Researchers have found that cash incentives from governments are able to alter community behavior, and Mexico has already seen an improvement in pediatric care due to such a program. Other examples of such programs across the world include an increase in HIV testing in Malawi after an incentive was offered, as well as a reduction in the number of sexually transmitted diseases in Tanzania after a similar program was instituted.

Because of this, researchers have looked into the possibility of reducing the high-risk activities of male sex workers in Mexico, as well as the practices of homosexual men in the country, and while the research revealed that few would be willing to make lifestyle changes, the majority have a set price for which they would be willing to improve the safety of their practices.

The idea is that slowing the spread of HIV saves the nation both lives and money, thus the cost of such incentives is more than offset by the benefits of such a program. It is better for the government to spend money on stopping the spread of disease in the first place than on treating those who are contracting it but can’t afford treatment.
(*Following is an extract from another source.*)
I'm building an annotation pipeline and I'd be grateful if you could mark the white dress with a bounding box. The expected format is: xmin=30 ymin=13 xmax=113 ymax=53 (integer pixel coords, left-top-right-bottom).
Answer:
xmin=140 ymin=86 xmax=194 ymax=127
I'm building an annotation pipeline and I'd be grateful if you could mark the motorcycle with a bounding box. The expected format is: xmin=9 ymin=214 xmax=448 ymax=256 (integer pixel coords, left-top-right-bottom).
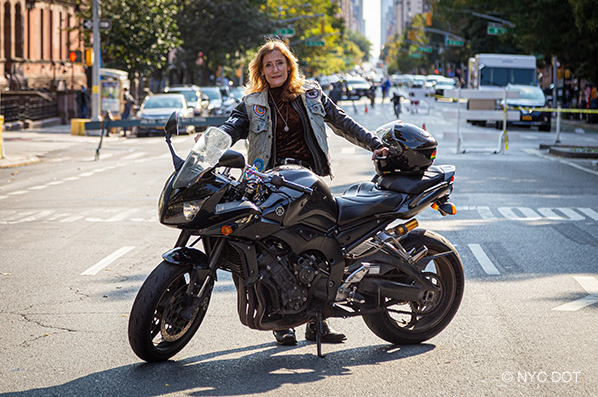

About a quarter of the men in these high-risk categories (sex workers and homosexuals) have HIV, and treatment costs the government $1,000s per year for each individual – so how much would prevention incentives cost?

Of the nearly 2,000 gay men interviewed, over 75% said they would attend talks about prevention on a monthly basis, get tested frequently for sexually transmitted diseases, and vow to stay free of sexually transmitted diseases for a kickback of just $288 per year, and men who worked in the sex industry agreed to the same thing for only $156 per year – this represents an immense savings over treatment costs, not to mention the many lives the program could potentially save.